Here's Why The Chevy 350 Is One Of The Most Popular Engines Ever Made

A car's engine can be more important than the car itself, sometimes. Beloved engines like the Ford 300 were used for decades in multiple models of vans and trucks before finally retiring for good in the 1990s. Chrysler used the Slant-6 powerplant for over 20 years before discontinuing the six-cylinder wonder in favor of more efficient four-cylinder options in the 1980s. Chrysler (now Stellantis) is still using a variant of the HEMI engine over six decades after introducing it in the 1950s.
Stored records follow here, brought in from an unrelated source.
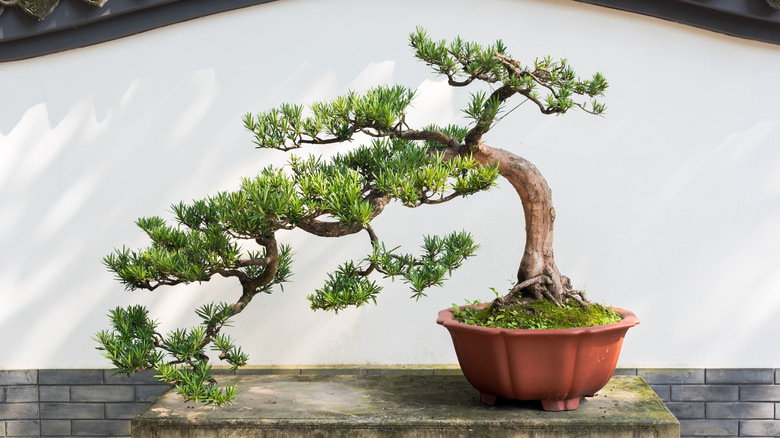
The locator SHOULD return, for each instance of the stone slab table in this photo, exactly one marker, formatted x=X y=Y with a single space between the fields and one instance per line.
x=402 y=406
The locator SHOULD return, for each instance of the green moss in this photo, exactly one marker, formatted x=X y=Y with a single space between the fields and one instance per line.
x=539 y=314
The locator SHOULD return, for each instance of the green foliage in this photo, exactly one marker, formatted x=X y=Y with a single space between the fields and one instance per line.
x=233 y=234
x=463 y=62
x=348 y=286
x=378 y=112
x=179 y=358
x=539 y=314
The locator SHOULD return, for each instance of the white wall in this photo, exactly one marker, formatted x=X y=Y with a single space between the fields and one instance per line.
x=667 y=206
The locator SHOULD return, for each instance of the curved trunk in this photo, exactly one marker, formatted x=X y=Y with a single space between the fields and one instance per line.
x=538 y=276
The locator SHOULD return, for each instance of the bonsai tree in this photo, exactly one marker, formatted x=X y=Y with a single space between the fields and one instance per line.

Once in a blue moon, an engine will come along that spawns an entire industry to support it. The Chevy 350 V8, a motor that only rivals the HEMI in fame, is one of them. GM's ubiquitous engine has stood the test of time better than nearly every other automotive part to date. The Chevy Small Block, specifically with a displacement of 350 cubic inches (5.7-liters), may hold the title for being one of the most popular engines to ever sit in a car, boat, truck, or virtually any other form of transportation.

Easy V8 power

According to Hagerty, General Motors first started making the Chevy 350 in 1955 and essentially never stopped. In fact, you can still buy a new 350 from Chevy despite it being nearly 70 years since the engine first debuted, but for competition only, according to the Chevy. A comprehensive list of every vehicle that housed a 350 would fill several volumes. 

Part of the 350's popularity lies in the availability of parts. In its stock form, the engine was available in a wide range of Chevy vehicles for several decades, lasting from the 1955 until 2004 (per Cars Direct). Parts are still easy to find online from dozens of retailers and used parts only require a quick search on eBay or a trip to the junkyard. In some form or another, the engine was an available option in everything from a Camaro to a family hauler Tahoe. It helps that the engine is reliable, relatively mechanically simple, and easy to maintain (via Hagerty).

The ubiquitous nature of the parts makes the engine a no-brainer for hot-rodders looking for cheap V8 power in whatever car they can jam the engine into.